Optimizing forest management for biodiversity across large scale landscapes presents the challenge of understanding baseline conditions across large and often remote areas. To pave a better way forward, University of Northern British Columbia (UNBC) will receive $67,320 over three years to assess biodiversity values on SFI certified lands using LiDAR. LiDAR is a remote sensing technology that measures distance by illuminating a target with a laser and analyzing the reflected light.
Specifically, UNBC will investigate the relationships between LiDAR-derived metrics of forest structure, forest biodiversity indicators and tree density in sub-boreal forest of central British Columbia. They will then develop protocols and guidance for using LiDAR data to rapidly evaluate forest structure and biodiversity at the stand and landscape level. The resulting information will enable future use of LiDAR data sets to study forest carbon sequestration, water quality, riparian health, and other conservation values of concern.
The project intersects with SFI certification standards through conservation of biological diversity, and requirements for wildlife habitat conservation.
For this project University of Northern British Columbia will partner with SFI Program Participant Dunkley Lumber, Aleza Lake Research Forest Society, UNBC Geography, and Ministry of Forests: Lands and Natural Resources Operations Government of British Columbia.
About University of Northern British Columbia
University of Northern British Columbia, UNBC, provides outstanding undergraduate and graduate learning opportunities that explore cultures, health, economies, and the environment.

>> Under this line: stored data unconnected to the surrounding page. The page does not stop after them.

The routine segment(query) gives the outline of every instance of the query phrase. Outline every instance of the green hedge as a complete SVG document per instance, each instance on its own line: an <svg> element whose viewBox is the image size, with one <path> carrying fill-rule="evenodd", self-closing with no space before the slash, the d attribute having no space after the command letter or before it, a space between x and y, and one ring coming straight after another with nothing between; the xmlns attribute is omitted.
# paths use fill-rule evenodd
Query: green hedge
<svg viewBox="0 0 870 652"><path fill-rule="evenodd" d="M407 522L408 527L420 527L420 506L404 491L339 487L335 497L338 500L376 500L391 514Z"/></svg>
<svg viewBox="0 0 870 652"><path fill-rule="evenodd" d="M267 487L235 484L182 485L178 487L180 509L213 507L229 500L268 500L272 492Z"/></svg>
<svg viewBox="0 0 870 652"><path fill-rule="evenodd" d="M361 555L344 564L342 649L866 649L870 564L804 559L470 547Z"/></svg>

As one of BC’s research-intensive universities, we bring the excitement of new knowledge to all of our students, and the outcomes of our teaching and research to the world. At UNBC, sustainability is in our nature, for a wide variety of reasons. Geographically, we are located in one of the world’s most magnificent natural settings: Northern BC. We are living in the North during a time of great change, including the lingering impacts of the pine beetle, increased interest in mineral and energy resource development, and our changing climate.